If in addition $\det(S) \ne 0$, then all the eigenvalues of $S$ aren't zero and consequently $S$ is indefinite.
In this way we have proof a first thesis:
$$ \color{blue}{\boxed{\text{If a non-singular real symmetric matrix has a zero on the diagonal it's indefinite.}}} $$
On the other hand, after some numerical experiments, I noticed that $\det(S)=0$ implies that $S$ is a semi-definite matrix (positive or negative) only when the i-th row considered is all zeros.
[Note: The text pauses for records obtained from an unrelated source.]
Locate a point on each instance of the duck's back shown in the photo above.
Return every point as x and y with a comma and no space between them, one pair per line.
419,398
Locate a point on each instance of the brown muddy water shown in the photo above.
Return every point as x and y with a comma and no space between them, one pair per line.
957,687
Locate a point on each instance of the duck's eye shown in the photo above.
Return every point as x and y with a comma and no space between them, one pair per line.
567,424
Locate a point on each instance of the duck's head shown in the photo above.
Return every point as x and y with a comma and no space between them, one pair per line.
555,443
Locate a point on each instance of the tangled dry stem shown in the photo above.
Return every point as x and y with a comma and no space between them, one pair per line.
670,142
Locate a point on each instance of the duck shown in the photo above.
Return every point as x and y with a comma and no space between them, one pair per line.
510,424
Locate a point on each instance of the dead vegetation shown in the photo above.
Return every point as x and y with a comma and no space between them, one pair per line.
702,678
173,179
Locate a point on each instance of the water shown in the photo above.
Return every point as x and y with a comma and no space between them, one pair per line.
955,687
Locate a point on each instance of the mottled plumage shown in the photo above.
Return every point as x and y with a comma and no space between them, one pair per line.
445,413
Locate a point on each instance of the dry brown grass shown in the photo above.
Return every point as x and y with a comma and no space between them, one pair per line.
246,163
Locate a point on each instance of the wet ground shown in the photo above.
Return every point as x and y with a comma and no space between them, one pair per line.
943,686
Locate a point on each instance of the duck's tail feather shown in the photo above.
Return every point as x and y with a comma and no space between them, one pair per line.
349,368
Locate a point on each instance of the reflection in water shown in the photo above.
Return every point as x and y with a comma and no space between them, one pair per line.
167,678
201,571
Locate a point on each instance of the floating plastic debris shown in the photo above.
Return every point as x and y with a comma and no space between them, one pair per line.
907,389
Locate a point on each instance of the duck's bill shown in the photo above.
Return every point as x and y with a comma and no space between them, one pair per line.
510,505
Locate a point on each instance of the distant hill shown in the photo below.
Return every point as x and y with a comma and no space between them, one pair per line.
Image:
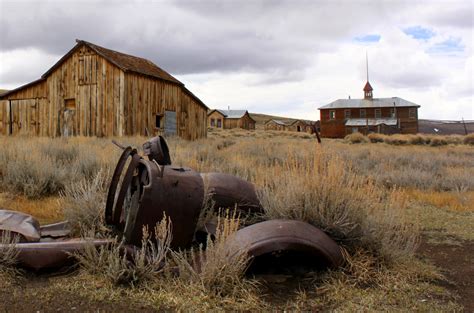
444,127
262,118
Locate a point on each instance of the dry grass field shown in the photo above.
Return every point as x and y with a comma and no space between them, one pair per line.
404,214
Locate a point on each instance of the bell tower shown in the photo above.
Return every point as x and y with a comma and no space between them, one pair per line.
367,88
This leads me to formulate a second thesis:
$$ \color{green}{\boxed{\text{If a real symmetric matrix has a non-zero row with a zero on the diagonal it's indefinite.}}} $$
For $n = 1$ or $n = 2$ the thesis is trivially true, while for $n = 3$ I thought I'd consider:
$$ S = \begin{bmatrix} a & b & c \\ b & d & e \\ c & e & \color{\red}{0} \\ \end{bmatrix} $$
under the condition $c^2+e^2\ne 0$ and we start with the calculation of the determinant:
$$ \det(S) = 2\,b\,c\,e - a\,e^2 - c^2\,d\,. $$
Having done this, it's evident that if $c=0$ the determinant vanishes only if $a=0$ and in this case:
$$ \text{eig}(S) = \left\{0,\,\frac{d\pm\sqrt{d^2+4\left(b^2+e^2\right)}}{2}\right\} $$
where the two non-zero eigenvalues are always discordant and therefore $S$ is indefinite.
On the other hand, if $c \ne 0$ the determinant vanishes only if $d = \frac{2\,b\,c\,e-a\,e^2}{c^2}$ and in this other case:
$$ \text{eig}(S) = \left\{0,\,\frac{a\,c^2+\left(2\,b\,c-a\,e\right)e \pm \sqrt{c^2+e^2}\sqrt{a^2\,c^2+\left(2\,b\,c-a\,e\right)^2+4\,c^4}}{2\,c^2}\right\} $$
where the two non-zero eigenvalues are always discordant and therefore $S$ is indefinite.
For $n > 3$ the calculations get too complicated, ideas on how to proceed? Thanks!